Configure Pod Health Checks and Self-Healing

Configure liveness, readiness, and startup probes with restart policies to monitor container health and enable self-healing. The following is an example.

apiVersion: v1
kind: Pod
metadata:
  name: app-with-probe
spec:
  containers:
    - name: app-container
      image: app-image
      livenessProbe:
        httpGet:
          path: /health
          port: 80
        initialDelaySeconds: 10
        periodSeconds: 5
      readinessProbe:
        tcpSocket:
          port: 8080
        initialDelaySeconds: 15
        periodSeconds: 10
      startupProbe:
        exec:
          command:
            - cat
            - /tmp/ready
        initialDelaySeconds: 20
        periodSeconds: 15
  restartPolicy: Always

Load Balancing High Availability Configurations

Improve service stability and fault isolation by specifying primary and secondary zones for Server Load Balancer (SLB) instances and enabling topology-aware hints.

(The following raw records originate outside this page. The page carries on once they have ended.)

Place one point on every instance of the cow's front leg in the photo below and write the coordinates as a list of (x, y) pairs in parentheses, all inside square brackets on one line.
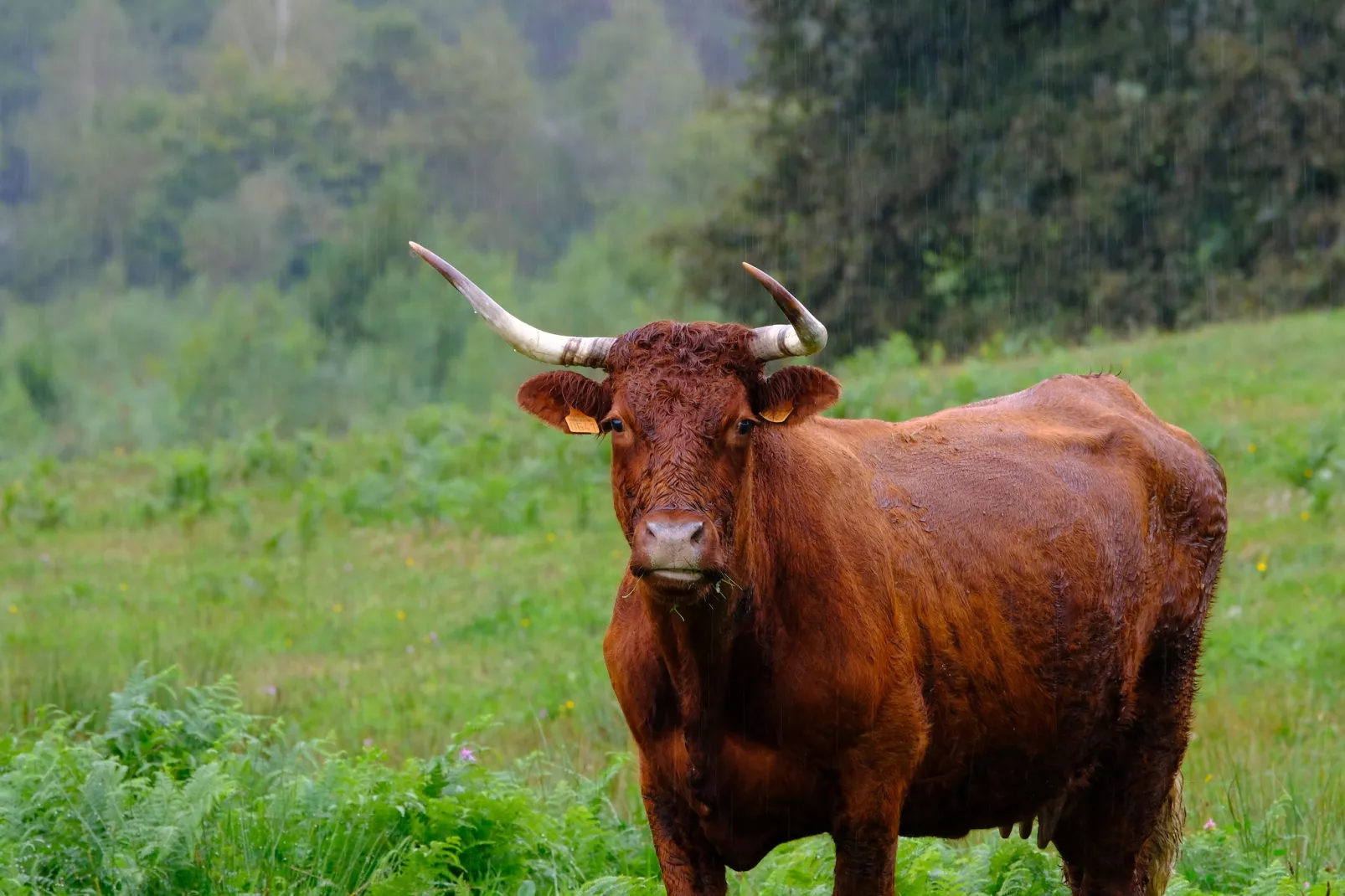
[(865, 834), (690, 864), (874, 780)]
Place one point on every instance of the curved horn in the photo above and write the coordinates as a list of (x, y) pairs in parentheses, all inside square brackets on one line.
[(570, 352), (805, 335)]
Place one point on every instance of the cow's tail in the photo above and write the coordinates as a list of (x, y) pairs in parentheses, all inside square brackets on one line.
[(1165, 841)]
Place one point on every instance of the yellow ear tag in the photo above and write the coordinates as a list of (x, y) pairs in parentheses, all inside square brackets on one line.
[(781, 412), (580, 421)]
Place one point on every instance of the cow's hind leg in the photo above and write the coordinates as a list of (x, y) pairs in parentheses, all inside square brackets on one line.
[(1121, 834)]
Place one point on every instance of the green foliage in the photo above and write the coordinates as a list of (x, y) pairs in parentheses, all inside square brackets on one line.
[(183, 791), (392, 584), (952, 171)]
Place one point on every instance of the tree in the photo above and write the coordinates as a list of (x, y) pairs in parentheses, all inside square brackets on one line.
[(635, 84), (952, 170)]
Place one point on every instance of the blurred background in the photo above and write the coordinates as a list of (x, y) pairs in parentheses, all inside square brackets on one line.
[(246, 436)]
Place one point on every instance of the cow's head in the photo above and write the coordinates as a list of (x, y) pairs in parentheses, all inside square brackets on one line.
[(683, 405)]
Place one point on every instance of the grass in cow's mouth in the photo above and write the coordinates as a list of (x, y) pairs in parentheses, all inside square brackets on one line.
[(286, 564)]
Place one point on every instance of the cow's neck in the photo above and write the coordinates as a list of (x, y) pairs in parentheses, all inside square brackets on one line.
[(696, 643)]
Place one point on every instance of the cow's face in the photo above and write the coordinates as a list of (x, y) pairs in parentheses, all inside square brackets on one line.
[(683, 405)]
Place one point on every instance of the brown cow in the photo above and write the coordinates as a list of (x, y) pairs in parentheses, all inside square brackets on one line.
[(974, 619)]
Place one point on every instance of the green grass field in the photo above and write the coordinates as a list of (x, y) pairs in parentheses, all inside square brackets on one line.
[(389, 590)]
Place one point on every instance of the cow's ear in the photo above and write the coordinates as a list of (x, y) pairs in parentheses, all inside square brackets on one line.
[(796, 393), (566, 399)]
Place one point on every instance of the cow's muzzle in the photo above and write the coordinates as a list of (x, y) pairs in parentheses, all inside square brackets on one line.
[(674, 548)]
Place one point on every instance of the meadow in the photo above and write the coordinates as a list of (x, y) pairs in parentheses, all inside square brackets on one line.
[(388, 647)]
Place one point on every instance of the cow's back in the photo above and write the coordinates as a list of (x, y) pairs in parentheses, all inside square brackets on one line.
[(1041, 543)]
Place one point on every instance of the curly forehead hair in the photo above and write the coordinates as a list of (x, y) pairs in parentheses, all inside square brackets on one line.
[(694, 348)]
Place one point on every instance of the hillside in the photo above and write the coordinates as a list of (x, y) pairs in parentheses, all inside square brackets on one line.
[(388, 588)]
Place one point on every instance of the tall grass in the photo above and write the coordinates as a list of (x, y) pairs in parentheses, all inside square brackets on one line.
[(384, 588), (182, 791)]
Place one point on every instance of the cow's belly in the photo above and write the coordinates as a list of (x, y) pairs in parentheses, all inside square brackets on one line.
[(755, 798)]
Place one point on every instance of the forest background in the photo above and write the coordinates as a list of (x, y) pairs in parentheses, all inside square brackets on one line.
[(204, 203)]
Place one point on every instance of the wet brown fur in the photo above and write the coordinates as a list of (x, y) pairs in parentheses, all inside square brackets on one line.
[(921, 629)]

Specify Primary and Secondary Zones for CLB Instances

CLB deploys across multiple zones in most regions for cross-data center disaster recovery. Specify primary and secondary zones for CLB instances using Service annotations to match the zones of node pool ECS instances, reducing cross-zone data forwarding. See Regions and zones that support CLB and Specify primary and secondary zones when you create a CLB instance.

The following is an example.

apiVersion: v1
kind: Service
metadata:
  annotations:
    service.beta.kubernetes.io/alibaba-cloud-loadbalancer-master-zoneid: "cn-hangzhou-b"
    service.beta.kubernetes.io/alibaba-cloud-loadbalancer-slave-zoneid: "cn-hangzhou-i"
  name: nginx
  namespace: default
spec:
  ports:
  - port: 80
    protocol: TCP
    targetPort: 80
  selector:
    run: nginx
  type: LoadBalancer

Enable topology aware hints

Kubernetes 1.23 introduced topology-aware routing (topology-aware hints) to reduce cross-zone traffic and improve network performance.

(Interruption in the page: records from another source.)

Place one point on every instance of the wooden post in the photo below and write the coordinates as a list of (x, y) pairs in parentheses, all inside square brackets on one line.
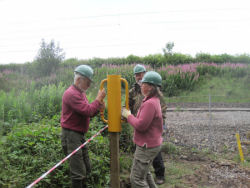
[(114, 160)]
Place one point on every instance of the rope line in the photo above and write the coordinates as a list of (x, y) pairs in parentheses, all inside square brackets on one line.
[(67, 157)]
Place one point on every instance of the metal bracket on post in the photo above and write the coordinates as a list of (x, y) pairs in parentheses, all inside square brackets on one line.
[(114, 123)]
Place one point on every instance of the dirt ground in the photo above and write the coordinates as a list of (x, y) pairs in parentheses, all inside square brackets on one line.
[(205, 170), (200, 150), (209, 149)]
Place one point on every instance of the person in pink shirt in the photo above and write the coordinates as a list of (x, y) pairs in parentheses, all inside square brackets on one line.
[(148, 129), (75, 118)]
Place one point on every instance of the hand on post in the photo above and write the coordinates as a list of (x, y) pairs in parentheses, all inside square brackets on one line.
[(125, 113), (101, 95)]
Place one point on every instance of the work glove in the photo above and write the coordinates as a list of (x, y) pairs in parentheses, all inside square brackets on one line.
[(125, 113)]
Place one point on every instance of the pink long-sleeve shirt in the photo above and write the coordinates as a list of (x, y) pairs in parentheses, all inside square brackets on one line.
[(76, 110), (148, 123)]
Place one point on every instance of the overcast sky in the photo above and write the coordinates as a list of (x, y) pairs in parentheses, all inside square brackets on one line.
[(117, 28)]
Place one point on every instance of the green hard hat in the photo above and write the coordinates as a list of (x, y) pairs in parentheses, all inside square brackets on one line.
[(152, 77), (139, 68), (85, 70)]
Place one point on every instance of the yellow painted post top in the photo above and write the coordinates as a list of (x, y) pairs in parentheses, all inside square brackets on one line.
[(114, 101)]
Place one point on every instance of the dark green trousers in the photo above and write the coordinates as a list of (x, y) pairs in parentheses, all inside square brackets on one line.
[(141, 176), (79, 162)]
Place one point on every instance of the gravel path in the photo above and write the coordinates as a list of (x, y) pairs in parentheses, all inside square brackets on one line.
[(203, 130)]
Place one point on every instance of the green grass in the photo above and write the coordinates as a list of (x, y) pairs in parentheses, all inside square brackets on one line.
[(221, 89)]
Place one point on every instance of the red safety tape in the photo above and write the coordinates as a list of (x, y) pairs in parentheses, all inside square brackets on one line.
[(68, 156)]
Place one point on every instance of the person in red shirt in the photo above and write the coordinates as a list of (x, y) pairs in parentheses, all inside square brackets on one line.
[(148, 129), (75, 118)]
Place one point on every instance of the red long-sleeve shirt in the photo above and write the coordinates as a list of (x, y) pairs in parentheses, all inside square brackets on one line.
[(148, 123), (76, 110)]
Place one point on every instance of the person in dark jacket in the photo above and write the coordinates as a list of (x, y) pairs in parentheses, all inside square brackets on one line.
[(148, 129), (135, 101), (75, 118)]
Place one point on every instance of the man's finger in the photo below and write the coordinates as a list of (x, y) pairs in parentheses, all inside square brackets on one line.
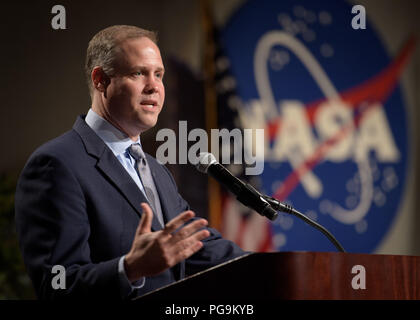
[(145, 224), (188, 230), (187, 247), (178, 221)]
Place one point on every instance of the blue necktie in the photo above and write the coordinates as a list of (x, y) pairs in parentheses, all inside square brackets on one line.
[(145, 174)]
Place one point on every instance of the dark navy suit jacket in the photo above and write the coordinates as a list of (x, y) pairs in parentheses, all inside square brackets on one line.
[(76, 206)]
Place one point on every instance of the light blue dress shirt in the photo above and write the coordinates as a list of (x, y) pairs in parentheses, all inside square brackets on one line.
[(118, 142)]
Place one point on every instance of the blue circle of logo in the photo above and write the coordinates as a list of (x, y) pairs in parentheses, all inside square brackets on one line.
[(335, 122)]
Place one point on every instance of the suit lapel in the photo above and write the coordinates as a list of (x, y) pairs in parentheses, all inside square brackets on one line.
[(110, 166)]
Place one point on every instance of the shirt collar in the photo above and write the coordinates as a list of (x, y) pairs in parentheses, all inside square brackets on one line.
[(116, 140)]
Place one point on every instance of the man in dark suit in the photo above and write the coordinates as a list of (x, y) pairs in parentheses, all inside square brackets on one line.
[(83, 201)]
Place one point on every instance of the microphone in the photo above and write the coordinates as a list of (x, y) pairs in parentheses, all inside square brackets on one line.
[(244, 192)]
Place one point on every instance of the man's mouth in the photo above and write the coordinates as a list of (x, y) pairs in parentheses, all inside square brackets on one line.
[(149, 103)]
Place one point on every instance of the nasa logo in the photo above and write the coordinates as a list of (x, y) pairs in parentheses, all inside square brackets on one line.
[(328, 97)]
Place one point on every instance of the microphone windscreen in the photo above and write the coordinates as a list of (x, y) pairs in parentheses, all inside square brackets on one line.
[(205, 160)]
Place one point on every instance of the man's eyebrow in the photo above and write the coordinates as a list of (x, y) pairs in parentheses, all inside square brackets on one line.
[(160, 69)]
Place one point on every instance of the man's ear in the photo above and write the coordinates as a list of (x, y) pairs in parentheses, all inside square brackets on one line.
[(100, 79)]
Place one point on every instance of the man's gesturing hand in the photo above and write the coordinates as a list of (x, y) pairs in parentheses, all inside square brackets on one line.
[(154, 252)]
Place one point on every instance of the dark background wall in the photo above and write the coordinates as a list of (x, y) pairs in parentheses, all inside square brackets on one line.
[(42, 84)]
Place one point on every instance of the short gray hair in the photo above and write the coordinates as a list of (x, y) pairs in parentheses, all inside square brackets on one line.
[(102, 51)]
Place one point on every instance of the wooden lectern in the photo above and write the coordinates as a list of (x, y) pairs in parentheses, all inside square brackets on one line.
[(301, 275)]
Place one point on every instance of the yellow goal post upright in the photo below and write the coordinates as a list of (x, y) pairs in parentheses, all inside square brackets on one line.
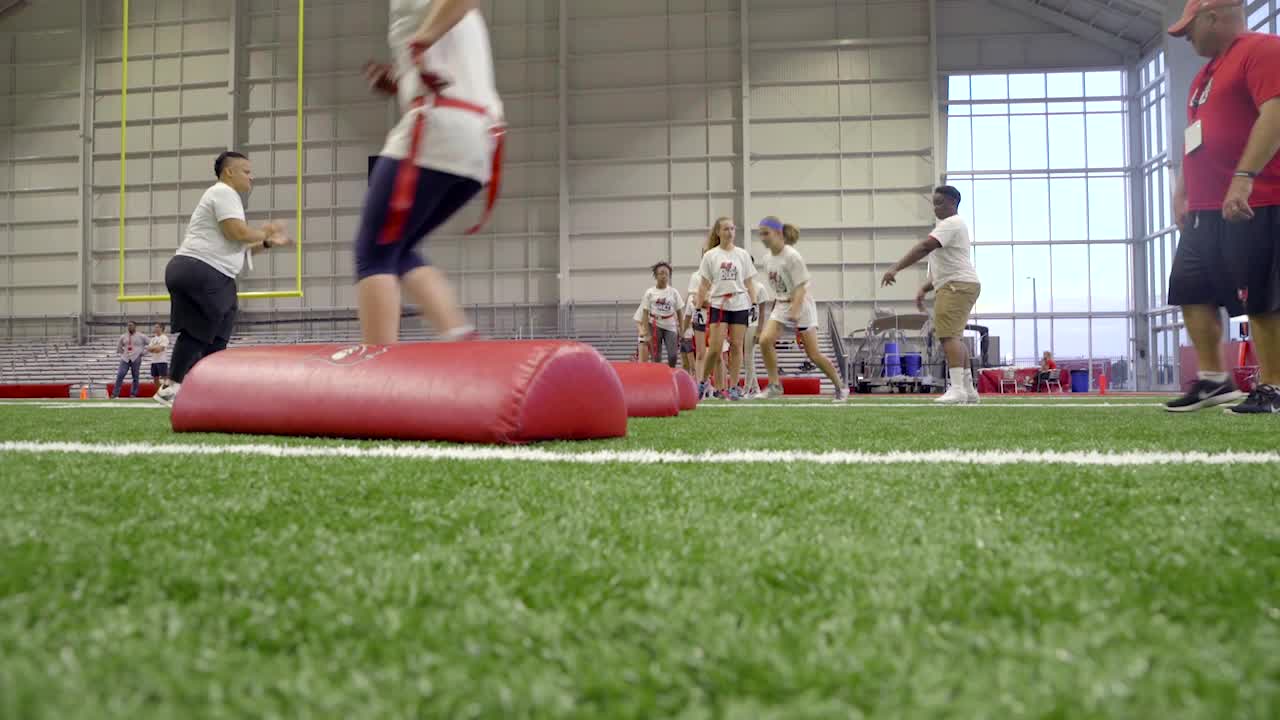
[(124, 98)]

Enable this in the Service. When sufficient endpoints are available in the zone, the EndpointSlice controller prioritizes routing traffic to endpoints closer to the request origin based on topology hints, keeping traffic within the same zone to reduce costs. See Topology Aware Routing.

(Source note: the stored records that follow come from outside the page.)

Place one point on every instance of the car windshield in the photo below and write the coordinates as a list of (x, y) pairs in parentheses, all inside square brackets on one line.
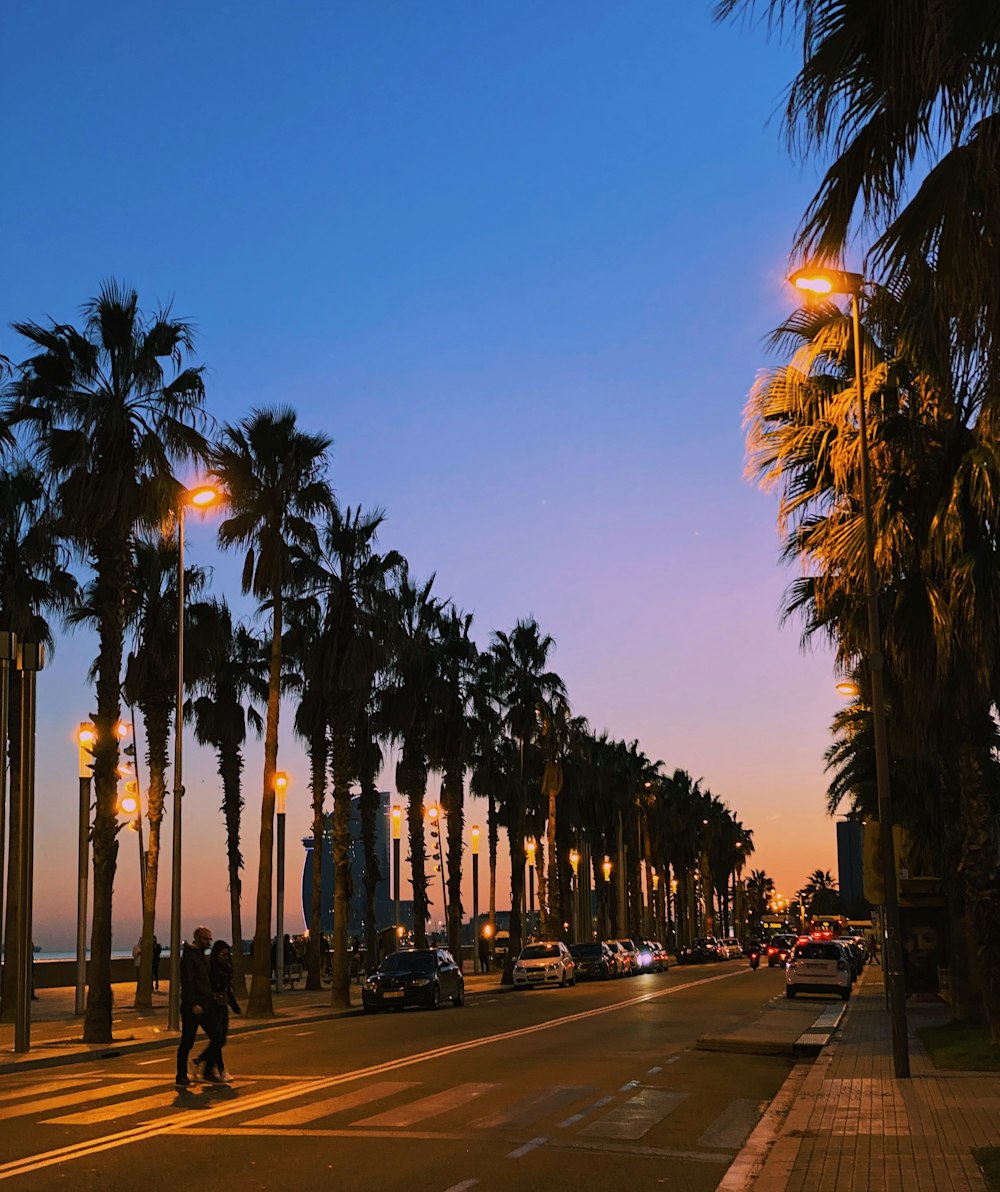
[(409, 962)]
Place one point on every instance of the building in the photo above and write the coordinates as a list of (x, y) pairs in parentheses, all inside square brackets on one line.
[(385, 908)]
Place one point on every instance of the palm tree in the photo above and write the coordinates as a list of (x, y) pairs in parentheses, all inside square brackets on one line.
[(33, 582), (274, 478), (230, 682), (97, 408), (407, 712), (349, 579), (522, 685), (151, 685)]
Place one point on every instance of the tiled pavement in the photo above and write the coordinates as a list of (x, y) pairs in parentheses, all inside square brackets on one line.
[(852, 1127)]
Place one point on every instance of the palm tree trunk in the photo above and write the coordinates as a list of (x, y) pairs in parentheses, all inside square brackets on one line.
[(11, 983), (157, 727), (230, 769), (340, 986), (373, 875), (453, 802), (261, 1004), (111, 565), (317, 781)]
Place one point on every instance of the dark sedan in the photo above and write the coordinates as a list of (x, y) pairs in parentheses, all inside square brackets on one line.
[(418, 976), (594, 961)]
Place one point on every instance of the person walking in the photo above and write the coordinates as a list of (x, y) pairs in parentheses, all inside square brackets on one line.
[(157, 948), (197, 1006), (221, 978)]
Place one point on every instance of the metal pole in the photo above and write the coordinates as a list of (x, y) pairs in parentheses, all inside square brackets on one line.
[(32, 657), (476, 910), (893, 969), (279, 944), (7, 651), (82, 875), (173, 1005)]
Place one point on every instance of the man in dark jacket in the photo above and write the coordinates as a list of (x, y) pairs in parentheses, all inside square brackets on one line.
[(197, 1005)]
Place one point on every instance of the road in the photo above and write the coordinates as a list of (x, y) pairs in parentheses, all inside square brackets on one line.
[(594, 1086)]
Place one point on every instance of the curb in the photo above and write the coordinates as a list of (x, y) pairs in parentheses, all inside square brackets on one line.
[(86, 1053)]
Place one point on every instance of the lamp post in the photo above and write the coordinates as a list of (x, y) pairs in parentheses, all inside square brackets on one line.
[(828, 281), (31, 658), (8, 650), (397, 821), (474, 898), (575, 864), (530, 845), (200, 497), (86, 737), (280, 790)]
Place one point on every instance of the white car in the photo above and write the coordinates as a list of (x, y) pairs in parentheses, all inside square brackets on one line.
[(818, 966), (546, 962)]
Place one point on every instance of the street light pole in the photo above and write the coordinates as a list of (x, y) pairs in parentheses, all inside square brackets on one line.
[(280, 789), (31, 658), (837, 281), (86, 737), (474, 898), (397, 820), (202, 497)]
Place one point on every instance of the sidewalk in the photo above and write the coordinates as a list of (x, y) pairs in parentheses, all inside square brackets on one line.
[(56, 1032), (846, 1123)]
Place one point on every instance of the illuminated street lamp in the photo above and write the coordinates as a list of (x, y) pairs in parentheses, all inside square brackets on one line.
[(397, 820), (280, 792), (530, 845), (837, 281), (200, 497), (474, 898)]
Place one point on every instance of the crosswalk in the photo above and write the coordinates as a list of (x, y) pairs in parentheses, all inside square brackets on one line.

Add-on recommended configurations

ACK provides various components to extend cluster functionality. See Component overview and release notes and Manage components.

Properly Deploy Nginx Ingress Controller

Distribute Nginx Ingress Controller across different nodes to prevent resource contention and single points of failure. Use dedicated nodes for better performance and stability.

Avoid resource limits for Nginx Ingress Controller to prevent OOM-related traffic interruptions. If limits are necessary, set CPU to at least 1000m and memory to at least 2 GiB. See Usage recommendations for Nginx Ingress Controller.

Note

For ALB Ingress or MSE Ingress controllers, configure multiple zones during creation. See Create a cloud-native gateway, Create and use an ALB Ingress to expose Services, and Comparison of Nginx Ingress, ALB Ingress, and MSE Ingress.

Properly Deploy CoreDNS

Distribute CoreDNS replicas across different zones and nodes to avoid single-point failures. CoreDNS uses weak anti-affinity per node by default; insufficient resources may concentrate replicas on one node. Delete the pod to re-trigger scheduling if this occurs.

Ensure CoreDNS nodes have sufficient CPU and memory to maintain DNS QPS and latency. See DNS best practices.